- Average time on the market in Lakeview is 95 days.
- Home values in Lakeview and North Center have minimally appreciated during the past year.
- The Chicago Cubs second baseman recently bought a home in North Center.
At a time when Chicago’s for-sale housing inventory is hitting new lows, one neighborhood is seeing a rise in its supply of single-family homes and could be a hidden buyer’s market.
Lakeview had 90 homes for sales at the end of February, which equates to roughly 7.3 months of supply, according to a blog posting from Gary Lucido, president of Lucid Realty.
The reason for the increased supply– homes are taking longer to sell.
According to Lucido, for the 12 months ending February 2016 the average market time for a single-family home in Lakeview was 95 days. At that same time, sales activity has remained relatively unchanged, with homes appreciating by less than 2 percent year-over-year.
He notes that the number of luxury listings is on the rise within the neighborhood. Currently the community’s median price home value stands at nearly $325,000.

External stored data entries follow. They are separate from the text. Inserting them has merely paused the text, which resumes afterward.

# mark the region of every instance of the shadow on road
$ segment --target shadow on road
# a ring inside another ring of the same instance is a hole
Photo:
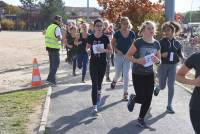
[[[106,102],[106,99],[109,97],[109,95],[103,96],[102,97],[102,103],[101,106],[103,106]],[[99,108],[100,112],[103,110],[106,110],[109,107],[112,107],[122,101],[117,101],[112,104],[106,105],[104,107]],[[81,111],[76,112],[75,114],[71,116],[63,116],[60,117],[58,120],[53,122],[51,126],[53,127],[48,127],[46,128],[46,133],[48,134],[65,134],[67,131],[78,127],[79,125],[87,125],[92,123],[96,117],[93,116],[92,114],[92,107],[89,107],[87,109],[83,109]]]
[[[152,125],[154,124],[155,122],[157,122],[158,120],[164,118],[166,116],[166,112],[154,117],[154,118],[151,118],[152,116],[149,116],[151,115],[150,112],[147,114],[147,120],[146,122],[149,124],[149,125]],[[150,119],[151,118],[151,119]],[[155,128],[148,128],[149,131],[156,131]],[[131,122],[129,122],[128,124],[122,126],[122,127],[115,127],[113,129],[110,130],[110,132],[108,132],[108,134],[139,134],[141,133],[142,131],[144,131],[145,129],[143,128],[140,128],[138,125],[137,125],[137,120],[133,120]]]
[[[56,89],[57,89],[57,87],[56,87]],[[74,91],[85,92],[85,91],[91,89],[91,85],[75,85],[75,86],[67,87],[67,88],[62,89],[62,90],[56,90],[56,89],[51,94],[51,99],[56,98],[56,97],[61,96],[61,95],[66,95],[66,94],[72,93]]]

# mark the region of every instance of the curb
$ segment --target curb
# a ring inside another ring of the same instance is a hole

One luxury listing to recently hit the market is a four-bedroom, 6,000-square-foot home in the neighborhood’s Southport Corridor. According to the Chicago Tribune, the mansion features a bathroom themed after the party game Twister. The 2010-built property was initially listed in 2013 for just under $5 million. Today it is being listed at around $3 million.
North Center real estate
Adjacent to Lakeview, the North Center neighborhood has more than four months of single-family home inventory. Of note, during mid-2015 the neighborhoods supply eclipsed five months.
Similar to Lakeview, home values in North Center have not appreciated significantly spanning the past year, by an estimated roughly 1 percent.
One notable recent transaction in the neighborhood involved Chicago Cub’s second basemen Ben Zobrist. The cub recently bought a newly-built, six-bedroom home in the North Center enclave of St. Ben’s for roughly $1.9 million.
Entering February, Chicago’s for-sale housing inventory, including condos, was at 7,292, down 17 percent year-over year. According to Lucido, Chicago’s supply of single-family homes sits around 3.7 months.